Seeing as how this story takes place mainly above water, a lot of wonderful creepiness was lost out on (maybe I'm just spoiled by the cave extravaganza of The Luminous Dead!). I'd love to see Mira Grant write a sequel to this that remedies that.
Into the Drowning Deep didn't really give me the heebie-jeebies like I had hoped it would. Maybe because the foe of this book - killer mermaids - was too real, too physical, and too toothy and well-defined. It's not necessarily a bad thing, but it did dampen the whole horror-experience I had anticipates having. Atmospherically, the book is great nonetheless: the general uneasiness aboard the ship, mostly driven by distrust of fellow shipmates, and, in the beginning less so, the presence of blood-thirsty mermaids that prey on the scientists. The cast of characters is wonderfully diverse and presented in a sensible way: disabilities and chronic conditions aren't presented in a way where you know that they will be the cause of the character's death in a few chapters, which is very refreshing given the usual paths taken in this genre. The fact that we have a bi woman and an autistic lesbian taking in two of the major perspectives in this story? Chef's kiss. I didn't go into this book expecting diversity and representation, but this has definitely been one of the more diverse casts I have read in recent memory.

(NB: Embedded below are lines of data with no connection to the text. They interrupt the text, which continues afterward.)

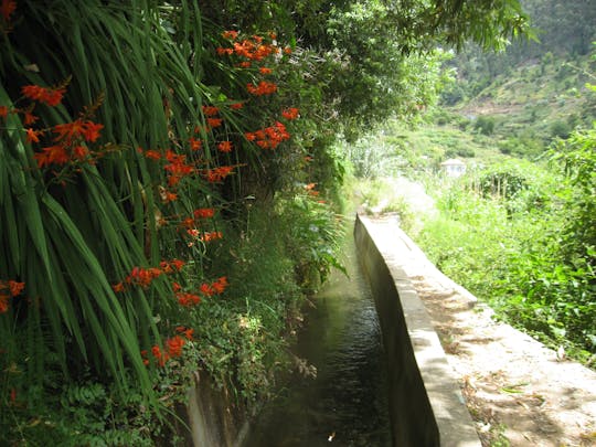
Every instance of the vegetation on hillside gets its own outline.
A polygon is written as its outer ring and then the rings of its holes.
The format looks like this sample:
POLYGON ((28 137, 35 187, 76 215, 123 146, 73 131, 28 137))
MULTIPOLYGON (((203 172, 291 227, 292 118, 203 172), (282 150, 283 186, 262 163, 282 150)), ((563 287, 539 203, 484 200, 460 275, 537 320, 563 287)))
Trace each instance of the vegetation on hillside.
POLYGON ((360 188, 371 209, 398 212, 430 259, 499 318, 594 365, 596 57, 586 41, 596 38, 596 8, 525 4, 542 43, 500 54, 467 47, 448 62, 457 82, 429 123, 385 126, 351 158, 385 191, 395 182, 383 178, 396 174, 425 184, 437 210, 424 225, 407 196, 383 202, 360 188), (464 160, 467 174, 441 174, 448 158, 464 160))
POLYGON ((338 266, 338 135, 435 100, 437 43, 525 29, 511 0, 0 13, 0 436, 23 445, 175 444, 196 370, 265 397, 338 266))

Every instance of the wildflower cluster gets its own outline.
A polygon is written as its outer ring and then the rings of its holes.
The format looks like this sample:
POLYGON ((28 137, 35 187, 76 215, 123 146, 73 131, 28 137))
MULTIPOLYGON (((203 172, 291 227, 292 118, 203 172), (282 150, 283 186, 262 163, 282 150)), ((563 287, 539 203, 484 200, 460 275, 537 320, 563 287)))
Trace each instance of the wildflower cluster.
POLYGON ((172 260, 162 260, 158 267, 132 267, 132 270, 130 272, 127 277, 118 283, 115 284, 113 287, 114 291, 120 292, 127 289, 129 286, 138 286, 143 289, 147 289, 153 279, 160 277, 161 275, 171 275, 174 273, 178 273, 182 270, 182 267, 184 267, 184 262, 180 259, 172 259, 172 260))
MULTIPOLYGON (((227 40, 232 46, 216 49, 219 55, 237 56, 242 62, 237 65, 243 68, 248 68, 253 62, 260 62, 265 58, 279 54, 281 50, 275 44, 276 35, 269 34, 272 43, 265 43, 260 35, 252 35, 247 39, 238 40, 237 31, 224 31, 222 38, 227 40)), ((286 50, 287 52, 288 50, 286 50)))
MULTIPOLYGON (((171 359, 180 358, 183 353, 183 348, 188 341, 192 341, 194 330, 188 329, 183 326, 175 328, 177 334, 167 339, 164 343, 164 350, 158 344, 151 348, 151 356, 158 366, 164 366, 171 359)), ((142 363, 149 365, 149 352, 147 350, 141 351, 142 363)))
POLYGON ((244 134, 248 141, 255 143, 263 149, 275 149, 281 141, 288 140, 290 135, 286 130, 283 123, 276 121, 275 125, 254 132, 244 134))
POLYGON ((91 117, 94 110, 99 107, 102 99, 88 107, 81 114, 78 119, 71 123, 55 125, 51 128, 35 129, 32 126, 39 117, 34 115, 38 104, 49 107, 56 107, 62 104, 66 85, 66 79, 57 87, 42 87, 39 85, 25 85, 21 88, 23 98, 31 100, 26 107, 12 108, 0 106, 0 117, 6 118, 8 114, 22 114, 25 126, 25 141, 31 145, 41 145, 39 151, 33 155, 40 169, 54 166, 81 164, 82 162, 94 163, 103 156, 100 151, 92 153, 88 148, 89 142, 96 142, 100 137, 104 125, 94 123, 91 117), (45 142, 45 143, 44 143, 45 142))
POLYGON ((9 299, 14 298, 24 289, 24 283, 19 283, 12 279, 8 281, 0 280, 0 313, 8 311, 9 299))

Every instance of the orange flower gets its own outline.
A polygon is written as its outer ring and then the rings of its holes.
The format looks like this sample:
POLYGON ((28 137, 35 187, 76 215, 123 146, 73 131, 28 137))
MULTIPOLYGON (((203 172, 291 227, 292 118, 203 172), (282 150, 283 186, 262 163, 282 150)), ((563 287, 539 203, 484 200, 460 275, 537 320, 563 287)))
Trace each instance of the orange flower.
POLYGON ((217 183, 225 179, 227 175, 230 175, 233 171, 233 166, 222 166, 219 168, 205 170, 203 175, 205 177, 207 182, 217 183))
POLYGON ((220 279, 217 279, 211 285, 211 287, 213 288, 213 290, 215 290, 216 294, 223 294, 227 286, 227 277, 225 276, 222 276, 220 279))
POLYGON ((89 150, 85 146, 75 146, 73 148, 73 156, 77 160, 84 160, 89 155, 89 150))
POLYGON ((254 85, 252 83, 246 84, 246 89, 248 91, 248 93, 256 96, 272 95, 277 92, 277 85, 274 83, 262 81, 258 83, 258 85, 254 85))
POLYGON ((175 202, 178 200, 178 194, 166 189, 160 191, 161 201, 163 203, 175 202))
POLYGON ((166 362, 169 360, 168 353, 162 353, 161 349, 156 344, 153 348, 151 348, 151 353, 153 354, 153 358, 156 359, 158 365, 163 366, 166 362))
POLYGON ((174 272, 180 272, 182 267, 184 267, 184 263, 181 259, 172 259, 172 260, 162 260, 159 263, 159 266, 163 270, 164 274, 172 274, 174 272))
POLYGON ((232 141, 222 141, 217 145, 221 152, 232 152, 232 141))
POLYGON ((119 294, 120 291, 124 291, 124 284, 120 281, 118 284, 115 284, 111 286, 111 289, 116 292, 116 294, 119 294))
POLYGON ((26 142, 40 142, 40 135, 43 134, 43 130, 33 130, 31 128, 26 130, 26 142))
POLYGON ((298 118, 299 110, 296 107, 290 107, 281 111, 281 116, 286 119, 298 118))
POLYGON ((10 295, 15 297, 17 295, 21 295, 21 292, 24 289, 24 283, 18 283, 12 279, 9 279, 8 287, 10 290, 10 295))
POLYGON ((166 340, 166 345, 168 347, 168 354, 171 358, 174 356, 181 356, 182 355, 182 348, 187 343, 187 340, 184 340, 180 336, 174 336, 171 339, 166 340))
POLYGON ((30 126, 32 125, 33 123, 35 123, 38 119, 40 119, 39 117, 36 117, 35 115, 33 115, 31 111, 25 111, 24 113, 24 125, 25 126, 30 126))
POLYGON ((222 38, 224 39, 236 40, 237 36, 238 36, 237 31, 224 31, 222 33, 222 38))
POLYGON ((189 142, 191 145, 191 150, 201 150, 201 146, 203 145, 201 140, 198 140, 195 138, 189 138, 189 142))
POLYGON ((217 47, 215 49, 215 51, 217 52, 217 55, 220 55, 220 56, 223 56, 224 54, 225 54, 225 55, 228 55, 228 56, 230 56, 231 54, 234 54, 234 50, 233 50, 233 49, 224 49, 224 47, 222 47, 222 46, 217 46, 217 47))
POLYGON ((210 242, 210 241, 221 240, 222 237, 223 237, 222 232, 210 232, 210 233, 203 233, 200 240, 203 242, 210 242))
POLYGON ((215 106, 202 106, 201 108, 205 116, 216 116, 220 113, 220 108, 215 106))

While I can rave about the characters and the setting itself for days on end, I had some issues with the book which stopped me from giving it a full five stars (though I might revise my rating in the next few weeks! Who knows.): the writing itself isn't as clean and polished as I would have liked it to be. Listening to the audiobook, it was clear that certain unusual phrases were repeated in sentences following each other, without obvious rhetorical intent. Some characters were, at their core, stereotypes, and did not always develop well into their existence as actual human characters. While Olivia, the nerdy host of the network, irked me at the beginning (it's hard to write believable nerdy characters without falling into carricature), the more we learned about her, the more she grew on me. The pair of poachers - French Canadian rambo and the Japanese-Australian daughter of whalers (urgh) - didn't quite attain the nuances they could have gotten.
Seeing as how this story takes place mainly above water, a lot of wonderful creepiness was lost out on (maybe I'm just spoiled by the cave extravaganza of The Luminous Dead!). I'd love to see Mira Grant write a sequel to this that remedies that.